Fish Talk in the News – Friday, February 9

Atlantic cod has been overfished or subject to overfishing in New England since at least 1989. Photo credit: Brian Skerry,

  • Early Monday morning, two fishing vessels belonging to Carlos Rafael sank at Homer’s Wharf in New Bedford, MA. The vessels, Dinah Jane and Nemesis, were tied together, one likely pulling down the other. At least one of the vessels leaked oil. The cause of the sinking and the full damage cannot be assessed until the vessels are recovered.
  • Social media users will now be able to express their love for Maine’s favorite crustacean. A lobster emoji was among the 157 new emoji approved for release in 2018. Over 5,000 people signed a petition last summer asking for a lobster emoji. This week, Senator Angus King celebrated on Twitter: “Great news for Maine – we’re getting a lobster emoji!!! Thanks to @unicode for recognizing the impact of this critical crustacean, in Maine and across the country.”
  • The New England Fishery Management Council recently discussed 2018 recreational limits for haddock and cod. The NEFMC recommended zero Gulf of Maine cod possession, a 12-fish bag limit and 17-inch minimum size for haddock, and a 10-fish bag limit and 24-inch minimum for Georges Bank cod. Two seasonal closures will also be in place March 1 to April 14 and Sept 17 to Oct 31. These recommendations could change, however, depending if Massachusetts continues to allow a one-cod limit for anglers. Read more in the Gloucester Times here.
  • The Maine Department of Marine Resources has closed popular scalloping grounds including Sand and Machias Bays and Witing and Dennys Bays (part of Cobscook Bay).
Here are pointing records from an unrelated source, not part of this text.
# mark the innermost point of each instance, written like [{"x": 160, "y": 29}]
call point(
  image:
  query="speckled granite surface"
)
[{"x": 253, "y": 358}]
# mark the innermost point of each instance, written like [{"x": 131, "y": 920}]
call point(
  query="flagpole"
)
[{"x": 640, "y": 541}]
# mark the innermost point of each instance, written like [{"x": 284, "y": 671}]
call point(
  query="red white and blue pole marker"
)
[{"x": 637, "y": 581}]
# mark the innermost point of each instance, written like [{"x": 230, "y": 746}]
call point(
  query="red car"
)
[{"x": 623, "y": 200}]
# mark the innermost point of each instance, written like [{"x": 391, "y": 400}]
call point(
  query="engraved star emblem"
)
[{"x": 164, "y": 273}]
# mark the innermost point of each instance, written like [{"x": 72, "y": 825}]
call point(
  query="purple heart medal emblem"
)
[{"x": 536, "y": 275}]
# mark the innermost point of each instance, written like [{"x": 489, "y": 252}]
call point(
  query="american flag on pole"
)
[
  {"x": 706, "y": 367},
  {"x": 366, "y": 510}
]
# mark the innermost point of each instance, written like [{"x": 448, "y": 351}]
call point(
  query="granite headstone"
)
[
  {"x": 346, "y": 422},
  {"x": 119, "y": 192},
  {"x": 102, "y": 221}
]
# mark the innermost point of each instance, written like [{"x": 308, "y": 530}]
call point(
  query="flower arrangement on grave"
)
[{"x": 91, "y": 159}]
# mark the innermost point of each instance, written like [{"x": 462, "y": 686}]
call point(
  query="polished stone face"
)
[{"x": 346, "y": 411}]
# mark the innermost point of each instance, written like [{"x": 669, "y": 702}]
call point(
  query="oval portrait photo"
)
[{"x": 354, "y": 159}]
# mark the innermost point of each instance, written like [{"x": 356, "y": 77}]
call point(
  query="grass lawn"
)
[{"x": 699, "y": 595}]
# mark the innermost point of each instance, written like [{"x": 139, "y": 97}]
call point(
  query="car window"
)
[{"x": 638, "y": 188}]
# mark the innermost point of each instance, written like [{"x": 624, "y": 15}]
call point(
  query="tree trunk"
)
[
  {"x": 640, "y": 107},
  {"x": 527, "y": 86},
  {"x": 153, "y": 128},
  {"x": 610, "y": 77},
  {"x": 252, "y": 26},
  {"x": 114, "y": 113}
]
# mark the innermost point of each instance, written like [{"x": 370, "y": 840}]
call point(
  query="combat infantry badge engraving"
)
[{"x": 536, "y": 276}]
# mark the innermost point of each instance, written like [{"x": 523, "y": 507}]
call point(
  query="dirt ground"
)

Closures are a common management tool to prevent overfishing. DMR said that catch rates have slowed and targets have almost been met, reports the Associated Press.
  • In a letter sent to NOAA Fisheries, the Board of Directors for Groundfish Sector 9 has asked for its license to be reinstated. The Board has proposed that Carlos Rafael would pay a fine to the sector of $2,500 for each vessel involved in his criminal activity (total $32,500) as well as $10,000 for jeopardizing the sector’s operations plan. The sector also claims that if their unused catch allocations exceeds the illegal catch, then it should not have to account for those illegal fish. com explains more details of the letter.
  • The New England Fishery Management Council is forming a fishery dependent data working group. According to the NEFMC, the working group will explain how data is used in stock assessments, summarize the theoretical utility and limitations of catch per unit effort and landings per unit effort as an index for abundance, identify data needs to create a reliable CPUE, and perform a gap analysis that compares existing factors to desired factors. The NEFMC is currently seeking applicants for the working group. A preliminary report is expected by June 2018.